ECLI:NL:RBNNE:2019:3615
Rechtbank Noord-Nederland
- Op tegenspraak
- Rechtspraak.nl
Vrijspraak poging zware mishandeling; veroordeling voor mishandeling echtgenoot en zus
In deze zaak heeft de Rechtbank Noord-Nederland op 13 augustus 2019 uitspraak gedaan in een strafzaak tegen een verdachte die werd beschuldigd van poging tot zware mishandeling van zijn echtgenote en mishandeling van zijn zus. De rechtbank heeft de verdachte vrijgesproken van de poging tot zware mishandeling, omdat niet kon worden vastgesteld dat er sprake was van een aanmerkelijke kans op zwaar lichamelijk letsel. De rechtbank oordeelde dat de beschikbare informatie over de omstandigheden van de handelingen van de verdachte onvoldoende was om deze kans te onderbouwen. De verklaringen van de slachtoffers, die elkaar ondersteunden, waren niet voldoende om de poging tot zware mishandeling wettig en overtuigend bewezen te verklaren.

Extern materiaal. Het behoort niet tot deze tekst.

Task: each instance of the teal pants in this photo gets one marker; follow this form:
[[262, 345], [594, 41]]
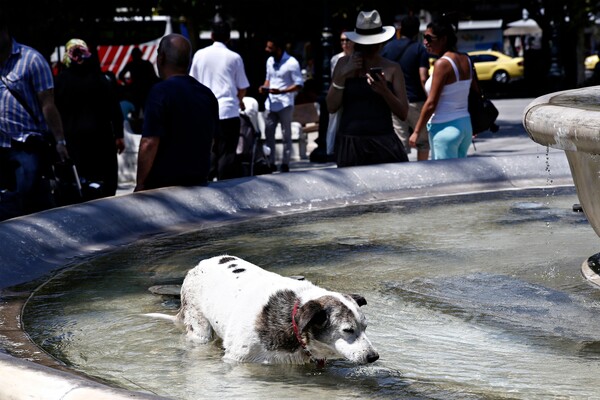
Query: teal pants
[[450, 139]]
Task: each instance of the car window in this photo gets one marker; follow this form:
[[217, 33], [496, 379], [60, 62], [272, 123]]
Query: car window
[[487, 58]]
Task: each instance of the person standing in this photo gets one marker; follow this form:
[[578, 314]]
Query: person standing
[[414, 61], [29, 115], [347, 48], [141, 76], [446, 110], [92, 117], [369, 88], [181, 121], [222, 71], [283, 81], [334, 119]]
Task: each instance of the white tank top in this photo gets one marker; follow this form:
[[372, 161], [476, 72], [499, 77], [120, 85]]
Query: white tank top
[[453, 103]]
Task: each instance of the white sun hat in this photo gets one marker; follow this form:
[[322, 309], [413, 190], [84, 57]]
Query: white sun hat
[[369, 29]]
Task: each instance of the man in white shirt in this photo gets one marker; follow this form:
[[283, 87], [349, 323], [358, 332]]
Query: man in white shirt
[[222, 71], [282, 82]]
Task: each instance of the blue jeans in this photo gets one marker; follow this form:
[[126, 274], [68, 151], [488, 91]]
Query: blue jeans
[[284, 117]]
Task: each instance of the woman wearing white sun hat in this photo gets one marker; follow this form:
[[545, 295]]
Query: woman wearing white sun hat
[[369, 88]]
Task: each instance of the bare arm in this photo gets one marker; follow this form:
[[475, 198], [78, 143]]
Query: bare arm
[[440, 76], [423, 75], [146, 156], [396, 99], [52, 117], [345, 68], [289, 89], [266, 84], [241, 95]]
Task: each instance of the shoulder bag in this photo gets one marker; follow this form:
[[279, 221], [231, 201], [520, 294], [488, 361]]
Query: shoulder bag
[[482, 110]]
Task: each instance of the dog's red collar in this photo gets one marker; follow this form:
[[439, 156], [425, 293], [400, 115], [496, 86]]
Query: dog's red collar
[[319, 362]]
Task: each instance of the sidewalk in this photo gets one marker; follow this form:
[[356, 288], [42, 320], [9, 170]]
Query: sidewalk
[[510, 139]]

Echter, de rechtbank heeft de verdachte wel schuldig bevonden aan de mishandeling van zijn echtgenote en zus. De rechtbank baseerde deze beslissing op de verklaringen van de slachtoffers en de medische rapporten die de letsels bevestigden. De verdachte had zijn echtgenote met beide handen bij haar keel vastgepakt en haar gezicht in het bed geduwd, en had zijn zus meerdere malen geslagen en geduwd. De rechtbank heeft de ernst van de mishandelingen benadrukt, vooral gezien het feit dat deze plaatsvonden in de veilige omgeving van hun woning en in het bijzijn van de minderjarige dochter van de verdachte.

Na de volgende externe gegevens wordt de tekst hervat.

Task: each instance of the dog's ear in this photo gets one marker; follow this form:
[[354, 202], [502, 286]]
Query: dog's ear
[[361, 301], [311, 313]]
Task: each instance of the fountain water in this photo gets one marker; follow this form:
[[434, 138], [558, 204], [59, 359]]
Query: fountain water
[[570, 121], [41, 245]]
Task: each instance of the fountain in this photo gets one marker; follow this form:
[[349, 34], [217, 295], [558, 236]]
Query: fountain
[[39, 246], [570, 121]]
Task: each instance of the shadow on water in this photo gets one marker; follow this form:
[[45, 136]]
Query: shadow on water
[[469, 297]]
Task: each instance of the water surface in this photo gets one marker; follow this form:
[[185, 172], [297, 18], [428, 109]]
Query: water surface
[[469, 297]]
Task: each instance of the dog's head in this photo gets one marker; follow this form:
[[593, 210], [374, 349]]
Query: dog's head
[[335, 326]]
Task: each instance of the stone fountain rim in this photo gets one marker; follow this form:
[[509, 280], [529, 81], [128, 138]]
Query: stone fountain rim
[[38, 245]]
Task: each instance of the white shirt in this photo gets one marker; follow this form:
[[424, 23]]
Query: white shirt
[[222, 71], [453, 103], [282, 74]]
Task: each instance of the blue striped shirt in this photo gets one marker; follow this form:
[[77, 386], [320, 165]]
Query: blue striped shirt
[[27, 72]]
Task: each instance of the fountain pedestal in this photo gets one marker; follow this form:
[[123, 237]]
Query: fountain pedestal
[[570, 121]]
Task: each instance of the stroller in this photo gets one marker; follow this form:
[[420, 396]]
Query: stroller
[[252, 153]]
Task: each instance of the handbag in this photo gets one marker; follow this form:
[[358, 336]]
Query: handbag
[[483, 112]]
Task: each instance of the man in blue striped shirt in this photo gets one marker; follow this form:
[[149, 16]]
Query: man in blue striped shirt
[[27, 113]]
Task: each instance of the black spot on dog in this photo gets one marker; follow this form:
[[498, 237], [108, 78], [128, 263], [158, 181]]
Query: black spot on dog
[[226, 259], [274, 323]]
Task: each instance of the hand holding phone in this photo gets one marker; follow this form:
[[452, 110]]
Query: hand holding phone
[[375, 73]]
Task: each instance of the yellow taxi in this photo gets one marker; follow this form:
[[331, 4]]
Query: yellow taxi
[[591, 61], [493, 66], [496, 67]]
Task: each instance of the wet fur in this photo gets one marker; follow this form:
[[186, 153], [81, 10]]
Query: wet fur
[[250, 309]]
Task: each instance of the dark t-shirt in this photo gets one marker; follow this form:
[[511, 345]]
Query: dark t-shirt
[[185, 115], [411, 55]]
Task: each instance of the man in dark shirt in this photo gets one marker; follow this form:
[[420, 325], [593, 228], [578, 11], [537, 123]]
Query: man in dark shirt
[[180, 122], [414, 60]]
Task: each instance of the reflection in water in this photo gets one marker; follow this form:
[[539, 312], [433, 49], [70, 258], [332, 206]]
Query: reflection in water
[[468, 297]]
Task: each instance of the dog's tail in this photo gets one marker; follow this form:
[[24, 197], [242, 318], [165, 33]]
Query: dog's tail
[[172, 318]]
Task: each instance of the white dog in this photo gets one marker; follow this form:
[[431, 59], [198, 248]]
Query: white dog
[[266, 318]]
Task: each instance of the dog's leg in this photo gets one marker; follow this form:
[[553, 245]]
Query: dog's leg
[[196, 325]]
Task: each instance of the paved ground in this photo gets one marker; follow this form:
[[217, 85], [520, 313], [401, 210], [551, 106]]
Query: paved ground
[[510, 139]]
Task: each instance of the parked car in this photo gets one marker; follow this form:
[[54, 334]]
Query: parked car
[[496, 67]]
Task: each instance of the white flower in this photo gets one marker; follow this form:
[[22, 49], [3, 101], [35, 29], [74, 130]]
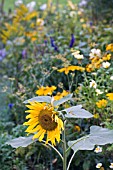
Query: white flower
[[99, 165], [95, 53], [111, 78], [98, 149], [98, 91], [111, 166], [105, 64], [31, 6], [93, 84], [43, 7], [18, 2]]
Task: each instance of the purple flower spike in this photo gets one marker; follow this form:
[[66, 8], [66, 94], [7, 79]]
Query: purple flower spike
[[72, 41], [10, 105], [2, 54], [53, 44]]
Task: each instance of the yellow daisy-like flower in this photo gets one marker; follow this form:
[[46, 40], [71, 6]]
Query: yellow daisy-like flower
[[43, 119], [101, 103], [45, 90], [71, 68], [109, 47], [110, 96], [60, 95]]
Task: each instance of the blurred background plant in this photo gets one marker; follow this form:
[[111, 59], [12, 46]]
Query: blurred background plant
[[36, 41]]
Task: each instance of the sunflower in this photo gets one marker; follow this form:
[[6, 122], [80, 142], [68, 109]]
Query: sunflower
[[43, 119]]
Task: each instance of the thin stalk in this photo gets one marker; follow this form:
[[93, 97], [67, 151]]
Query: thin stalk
[[71, 160], [64, 148], [56, 151]]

De rechtbank heeft de verdachte veroordeeld tot een voorwaardelijke gevangenisstraf van drie maanden, met bijzondere voorwaarden, waaronder behandeling voor zijn alcoholverslaving. De rechtbank heeft rekening gehouden met de omstandigheden waaronder de feiten zijn gepleegd, de impact op de slachtoffers en de noodzaak van behandeling om herhaling te voorkomen. De verdachte heeft geen eerdere justitiële documentatie en heeft aangegeven gemotiveerd te zijn voor behandeling.